Me acabo de enterar. No tenía ni idea. Y eso que me queda al lado de casa.
Hotel Intercontinental. Un clásico de la ciudad. Abierto en el año 1968. Construido en el antiguo parque temático de la Embajada de Estados Unidos. Con una superficie de más de tres mil metros cuadrados. Doscientas treinta camas, un restaurante de comida internacional y jardín con piscina. Lo acaban de cerrar.
No me extraña. Casi cincuenta años después de la gran inauguración todo seguía exactamente igual.
El vestíbulo desprendía un olor a naftalina que echaba para atrás. Decorado con los muebles de la abuela, las lámparas de la bisabuela y la moqueta del pleistoceno. Entrar allí era como hacerlo en el túnel del tiempo. Aún y así, guardo buenos recuerdos.
Durante el mes de Ramadán los bares y cafés de la ciudad están cerrados. No abren hasta que se rompe el ayuno, sobre las siete de la tarde. Son muy pocos los restaurantes dónde puedes ir a comer. Y sólo en los hoteles es posible tomarse algo.
El Intercontinental era mi preferido. Muchos días -sino todos- de este mes santo -para mí, interminable- voy allí a tomar mi café matutino. Es malo y caro. Aguachirri a precio de oro. Pero voy. Me siento en la terraza y desayuno sin tener que preocuparme de las miradas desaprobadoras de la gente. Básicamente porque nunca hay nadie. Es perfecto.
Cuando llega el buen tiempo tengo otro motivo para ir. La piscina. Parece una nimiedad pero en Tánger no hay piscinas públicas. Hay un parque acuático pero está a las afueras de la ciudad. Además es carísimo. A mí me encanta la playa pero los niños se pirran por el cloro.
Me gusta ir al Intercontinental. Por un precio razonable puedes disfrutar de sus instalaciones. Césped. Árboles. Flores. Todo cuidadísimo. Y lo mejor, sin tener que aguantar a nadie. No hay gritos estridentes. Conversaciones telefónicas a todo volumen. Chapuzones escandalosos. O los típicos planchazos de vergüenza ajena.
Muchas mañanas cuando el Kalvo sale a trabajar, yo preparo las toallas, manguitos, galletas, pañales y me planto en la recepción. Con mis bártulos embutidos en una sola bolsa, que parece fácil pero no lo es.
Un día me encontré con una chica catalana. La acompañaba un grupo de chavales. Cuando le pregunté qué hacían, me respondió que estaba dando un cursillo de natación.
-He llegado a un acuerdo con la dirección y me dejan usar la piscina dos días a la semana por un precio bastante ajustado -me dijo.
-Que buena idea, el año que viene apunto al mío que ya va siendo hora de que aprenda.
En Tánger es difícil encontrar actividades extraescolares para los enanos.

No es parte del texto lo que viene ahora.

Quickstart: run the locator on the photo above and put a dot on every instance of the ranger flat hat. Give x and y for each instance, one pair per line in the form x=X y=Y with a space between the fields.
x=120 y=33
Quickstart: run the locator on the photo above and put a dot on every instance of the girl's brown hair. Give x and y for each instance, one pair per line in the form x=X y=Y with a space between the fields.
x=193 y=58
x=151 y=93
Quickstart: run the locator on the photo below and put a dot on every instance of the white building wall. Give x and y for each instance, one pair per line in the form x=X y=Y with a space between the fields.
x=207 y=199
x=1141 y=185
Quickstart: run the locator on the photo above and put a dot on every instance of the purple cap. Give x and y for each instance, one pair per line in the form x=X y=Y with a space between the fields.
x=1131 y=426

Las madres van como poseas buscando algo que pueda entretenerlos.
Yo intenté en dos ocasiones apuntarlo a clases de natación. Fue un fracaso total.
Primero, en la escuela americana. Me dicen que dan cursillos para niños. Para allá que me voy. Pido información. Me la dan. Precios. Porque no saben los horarios. Quedan en llamarme cuando los tengan listos. Me paso por el centro un par de veces. A preguntar. Llamo otras tantas. Nunca tengo suerte. O el chico no está o no sabe nada.
Segundo intento. Hotel César. Tienen un simulacro de piscina. Popularmente conocida como charca. Pero para Terremoto creo que será más que suficiente. No es barato. Los horarios son malísimos. Del palo: Es invierno, tírate a la piscina a las dos de la tarde. Algunas madres apuntan a sus hijos. Yo llego tarde. Cuándo quiero hacerlo el curso ya es historia. Ha durado... un día.
Por eso, ahora que el Intercontinental cierra no puedo evitar sentirme un poco triste. Tendré que buscar otro puto sitio donde tomar café. Y tendré que buscar otra puta piscina donde remojar el culo cuando apriete el calor.
Me han dicho que lo han comprado. Estará cerrado al público unos dos años. El tiempo que tarden en reformarlo. Pero para entonces ves a saber dónde estamos nosotros.